Last updated on: February 08, 2018 21:36 IST

Indian exchanges see spurt in volumes due to the entry of newcomers to the trade


The crypto currency bubble seems to have finally burst in 2018, with prices and market cap down by two third from peak levels.


The Bitcoin price, which peaked at around Rs 15 lakh in December was quoted at Rs 428,000 on Tuesday afternoon while in international exchanges it was quoting around $6,100.

On some international exchanges it fell below $6,000 for a while.

The total Bitcoin market cap was just a tad above $100 billion.

Interestingly, soon after Finance Minister Arun Jaitley's Budget speech, in which he said Bitcoin wasn't legal tender and could not be accepted as a mode of payment, there was panic selling for a while on Indian exchanges, with the price briefly quoting at a slight discount.

Later on, however, many investors were waiting to enter at dips due to which volumes increased on Indian Bitcoin exchanges.

Government official say that regulations for crypto currency exchanges are in the final stages and that the exchanges are eagerly awaiting them.

Nischint Sanghavi, Head of Exchange, Zebpay says, "We are constantly educating and alerting our users on Bitcoin and its price volatility, and encourage them to understand the technology.

"Post the references to cryptocurrencies (crypto-assets) in the Budget speech, the prices stabilised within half an hour and are now mostly following global cues.

"Volumes have been strong across global exchanges this week and there has been an equal amount of interest in Bitcoin and crypto currencies in India.

"We look forward to the regulations in the cryptocurrency space this year."

Zebpay is the largest bitcoin exchange and claims on its website that it has three million-plus users.

The exchange recently started trading in Litecoin as well, but since the launch of this currency, its prices have been falling.

While some investors who entered during October-November booked partial profits at high levels, very late entrants have been saddled with huge losses.

Sathvik Vishwanath, founder and CEO, Unocoin, the second biggest exchange says, “We are now seeing a new set of buyers who wanted to buy Bitcoin when it was low, but seeing that the prices are high already now, they are jumping on board."

Such volatility and corrections are not new in the crypto space -- it is just that only the newcomers are seeing it for the first time.

And it is because of this (the entry of new buyers), volumes are not affected.
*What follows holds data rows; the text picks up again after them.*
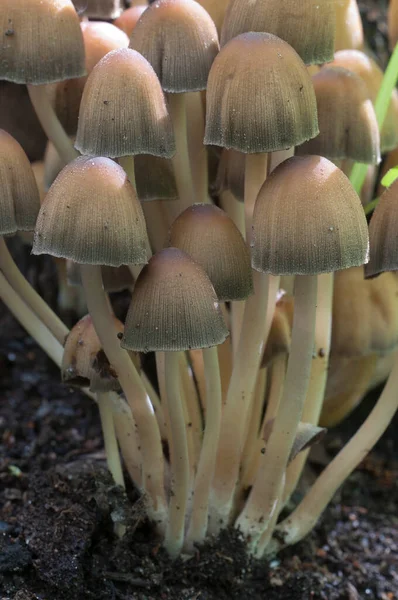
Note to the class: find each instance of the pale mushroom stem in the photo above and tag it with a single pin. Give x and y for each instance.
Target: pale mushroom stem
(50, 123)
(319, 372)
(265, 494)
(23, 288)
(151, 447)
(305, 516)
(179, 460)
(110, 442)
(256, 325)
(30, 321)
(197, 150)
(200, 509)
(182, 167)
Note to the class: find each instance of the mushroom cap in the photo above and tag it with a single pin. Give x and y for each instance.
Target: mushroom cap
(349, 29)
(358, 62)
(383, 228)
(365, 314)
(92, 215)
(123, 110)
(211, 238)
(99, 9)
(128, 19)
(41, 45)
(173, 307)
(308, 25)
(347, 120)
(180, 41)
(307, 220)
(19, 194)
(155, 179)
(84, 362)
(114, 279)
(99, 39)
(260, 97)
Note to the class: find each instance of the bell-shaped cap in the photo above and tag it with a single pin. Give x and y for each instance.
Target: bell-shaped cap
(211, 238)
(99, 9)
(99, 39)
(365, 314)
(129, 18)
(92, 215)
(114, 279)
(347, 121)
(231, 173)
(349, 29)
(154, 177)
(308, 25)
(123, 110)
(19, 195)
(307, 220)
(260, 97)
(180, 41)
(383, 234)
(173, 307)
(41, 43)
(358, 62)
(84, 362)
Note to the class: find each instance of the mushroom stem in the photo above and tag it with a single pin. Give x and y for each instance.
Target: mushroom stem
(23, 288)
(264, 497)
(179, 457)
(30, 321)
(182, 167)
(110, 443)
(255, 175)
(197, 150)
(305, 516)
(256, 325)
(151, 447)
(50, 123)
(319, 372)
(200, 510)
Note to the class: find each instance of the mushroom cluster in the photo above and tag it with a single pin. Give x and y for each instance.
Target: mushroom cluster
(199, 156)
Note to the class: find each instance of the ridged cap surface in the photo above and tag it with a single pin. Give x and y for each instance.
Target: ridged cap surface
(123, 111)
(307, 25)
(173, 307)
(92, 215)
(41, 43)
(260, 97)
(211, 239)
(308, 220)
(19, 194)
(347, 121)
(180, 41)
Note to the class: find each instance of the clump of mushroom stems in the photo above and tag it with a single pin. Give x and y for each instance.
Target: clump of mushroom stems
(173, 443)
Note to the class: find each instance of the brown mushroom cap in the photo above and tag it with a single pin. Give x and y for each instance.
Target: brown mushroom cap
(41, 45)
(92, 215)
(383, 234)
(211, 238)
(260, 97)
(84, 362)
(173, 307)
(123, 111)
(308, 220)
(180, 41)
(364, 66)
(99, 39)
(347, 121)
(365, 314)
(308, 25)
(19, 195)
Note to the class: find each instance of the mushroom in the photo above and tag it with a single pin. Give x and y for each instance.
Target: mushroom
(174, 308)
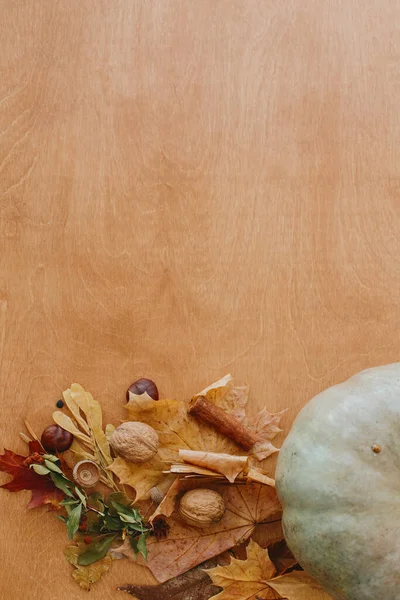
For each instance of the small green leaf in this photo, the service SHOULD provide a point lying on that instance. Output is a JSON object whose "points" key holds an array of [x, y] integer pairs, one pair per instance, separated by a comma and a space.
{"points": [[52, 466], [111, 523], [95, 551], [81, 496], [96, 499], [51, 457], [127, 518], [141, 545], [40, 469], [62, 483], [73, 520]]}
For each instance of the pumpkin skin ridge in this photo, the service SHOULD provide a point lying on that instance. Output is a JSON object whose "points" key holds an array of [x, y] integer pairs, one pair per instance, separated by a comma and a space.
{"points": [[340, 498]]}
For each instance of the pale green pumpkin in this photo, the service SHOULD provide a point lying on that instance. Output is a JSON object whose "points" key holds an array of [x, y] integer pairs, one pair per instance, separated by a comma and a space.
{"points": [[338, 478]]}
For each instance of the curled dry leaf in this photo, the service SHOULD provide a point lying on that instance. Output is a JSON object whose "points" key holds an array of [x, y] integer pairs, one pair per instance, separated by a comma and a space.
{"points": [[67, 423], [255, 578], [86, 575], [92, 411], [231, 398], [185, 546], [298, 585], [142, 477], [260, 476], [186, 469], [193, 585], [227, 464]]}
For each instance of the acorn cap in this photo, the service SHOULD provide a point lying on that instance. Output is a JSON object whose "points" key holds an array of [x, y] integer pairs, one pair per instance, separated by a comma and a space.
{"points": [[86, 473]]}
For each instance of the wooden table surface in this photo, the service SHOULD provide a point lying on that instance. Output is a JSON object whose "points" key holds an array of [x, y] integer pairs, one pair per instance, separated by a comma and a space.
{"points": [[189, 188]]}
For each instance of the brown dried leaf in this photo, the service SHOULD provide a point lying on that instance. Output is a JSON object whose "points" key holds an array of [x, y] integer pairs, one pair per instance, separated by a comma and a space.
{"points": [[281, 556], [177, 430], [92, 411], [192, 585], [255, 578], [168, 503], [67, 423], [74, 409], [141, 477], [185, 469], [298, 585], [227, 464], [185, 546]]}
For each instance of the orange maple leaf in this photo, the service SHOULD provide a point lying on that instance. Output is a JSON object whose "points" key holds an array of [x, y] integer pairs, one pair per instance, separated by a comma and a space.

Several exchanges in India have also improved technology, which is helping increase liquidity, even as the difference between bid and ask price has narrowed from 3-4 per cent to negligible levels.

This narrow gap is helping those trading on crypto exchanges.

Ashrith Govind, founder of Bengaluru-based start-up WiLoop Networks, who has been accepting fees in Bitcoin from overseas users for the past several years, and who is a long-time Bitcoin investor, says, “I will keep averaging at current levels which is at a discount more than 60 per cent from the highs, and increase my bitcoin positions.”

He says if the fall continues, it could be even deeper than the current levels. “I am absolutely bullish on bitcoin in the long term, considering the amount of attention it is able to generate lately,” says Govind.

There are several such investors who are investing when they get opportunity at low levels which is keeping volumes on exchanges high.

After India’s Budget proposals on crypto currencies and news of hacking of a Japanese Bitcoin exchange, prices started falling rapidly.

Nouriel Roubini, Professor at Stern School, NYU, chairman of Roubini Macro Associates and renowned economist, who is also known as Dr Doom because he predicted the past market crash, tweeted on Tuesday: “Bitcoin down to $6650, almost 20 per cent crash for the day, and down over 66 per cent from its peak. Still a long way down to ZERO.”

While he is known to have a strong dislike for the crypto currency, the market did take note and lost 10 per cent following his tweet.